StegoStylo: Squelching Stylometric Scrutiny through Steganographic Stitching
Published on arXiv
2601.09056
Input Manipulation Attack
OWASP ML Top 10 — ML01
Key Finding
Steganographic embedding of zero-width Unicode characters at 33% or higher word coverage consistently defeats stylometric authorship attribution and verification systems.
TraceTarnish
Novel technique introduced
Stylometry--the identification of an author through analysis of a text's style (i.e., authorship attribution)--serves many constructive purposes: it supports copyright and plagiarism investigations, aids detection of harmful content, offers exploratory cues for certain medical conditions (e.g., early signs of dementia or depression), provides historical context for literary works, and helps uncover misinformation and disinformation. In contrast, when stylometry is employed as a tool for authorship verification--confirming whether a text truly originates from a claimed author--it can also be weaponized for malicious purposes. Techniques such as de-anonymization, re-identification, tracking, profiling, and downstream effects like censorship illustrate the privacy threats that stylometric analysis can enable. Building on these concerns, this paper further explores how adversarial stylometry combined with steganography can counteract stylometric analysis. We first present enhancements to our adversarial attack, $\textit{TraceTarnish}$, providing stronger evidence of its capacity to confound stylometric systems and reduce their attribution and verification accuracy. Next, we examine how steganographic embedding can be fine-tuned to mask an author's stylistic fingerprint, quantifying the level of authorship obfuscation achievable as a function of the proportion of words altered with zero-width Unicode characters. Based on our findings, steganographic coverage of 33% or higher seemingly ensures authorship obfuscation.

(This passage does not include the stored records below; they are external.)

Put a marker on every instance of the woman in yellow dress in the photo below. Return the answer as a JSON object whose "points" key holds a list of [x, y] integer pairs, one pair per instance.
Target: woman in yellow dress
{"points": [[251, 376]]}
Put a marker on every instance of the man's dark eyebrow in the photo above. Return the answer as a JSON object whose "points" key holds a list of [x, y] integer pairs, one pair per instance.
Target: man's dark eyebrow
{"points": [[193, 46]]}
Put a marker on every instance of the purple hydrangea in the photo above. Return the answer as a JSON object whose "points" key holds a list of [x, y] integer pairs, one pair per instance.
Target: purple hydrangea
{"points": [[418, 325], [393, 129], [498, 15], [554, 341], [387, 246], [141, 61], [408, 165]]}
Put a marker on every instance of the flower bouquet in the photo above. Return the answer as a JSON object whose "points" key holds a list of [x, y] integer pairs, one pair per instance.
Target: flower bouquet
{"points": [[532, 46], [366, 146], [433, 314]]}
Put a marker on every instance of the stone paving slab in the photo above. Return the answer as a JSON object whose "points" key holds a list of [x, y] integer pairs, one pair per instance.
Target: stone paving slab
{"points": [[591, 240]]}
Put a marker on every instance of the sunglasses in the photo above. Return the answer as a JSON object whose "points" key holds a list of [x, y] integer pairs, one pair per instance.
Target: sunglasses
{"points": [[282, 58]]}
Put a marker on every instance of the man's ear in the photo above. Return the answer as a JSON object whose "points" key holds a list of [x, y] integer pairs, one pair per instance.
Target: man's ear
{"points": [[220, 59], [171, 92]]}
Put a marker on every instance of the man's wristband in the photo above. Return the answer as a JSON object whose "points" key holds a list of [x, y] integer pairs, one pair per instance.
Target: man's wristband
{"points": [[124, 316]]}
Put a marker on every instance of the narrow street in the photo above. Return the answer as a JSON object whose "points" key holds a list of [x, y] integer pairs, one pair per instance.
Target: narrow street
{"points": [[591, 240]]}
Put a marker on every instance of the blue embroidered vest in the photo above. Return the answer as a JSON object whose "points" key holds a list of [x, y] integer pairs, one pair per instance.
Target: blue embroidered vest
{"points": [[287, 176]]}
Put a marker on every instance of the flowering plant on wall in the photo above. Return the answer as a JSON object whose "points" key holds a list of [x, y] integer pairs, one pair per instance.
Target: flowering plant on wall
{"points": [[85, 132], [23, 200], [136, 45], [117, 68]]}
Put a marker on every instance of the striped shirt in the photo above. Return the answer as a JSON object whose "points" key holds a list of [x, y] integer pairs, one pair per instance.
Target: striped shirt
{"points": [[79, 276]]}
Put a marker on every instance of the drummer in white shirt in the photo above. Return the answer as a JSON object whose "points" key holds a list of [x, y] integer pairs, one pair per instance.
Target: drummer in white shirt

Finally, we reflect on the ways stylometry can be used to undermine privacy and argue for the necessity of defensive tools like $\textit{TraceTarnish}$.
Key Contributions
- Enhancements to the TraceTarnish adversarial stylometry attack, demonstrating stronger capacity to confound authorship attribution and verification systems
- Quantification of authorship obfuscation as a function of steganographic coverage using zero-width Unicode character injection
- Finding that 33%+ steganographic word coverage reliably ensures authorship obfuscation while preserving readability
🛡️ Threat Analysis
TraceTarnish crafts adversarial text inputs (via steganographic zero-width Unicode character injection) that cause stylometric/authorship attribution classifiers to misattribute or fail to verify authorship at inference time — a text-level evasion attack against ML-based text classifiers.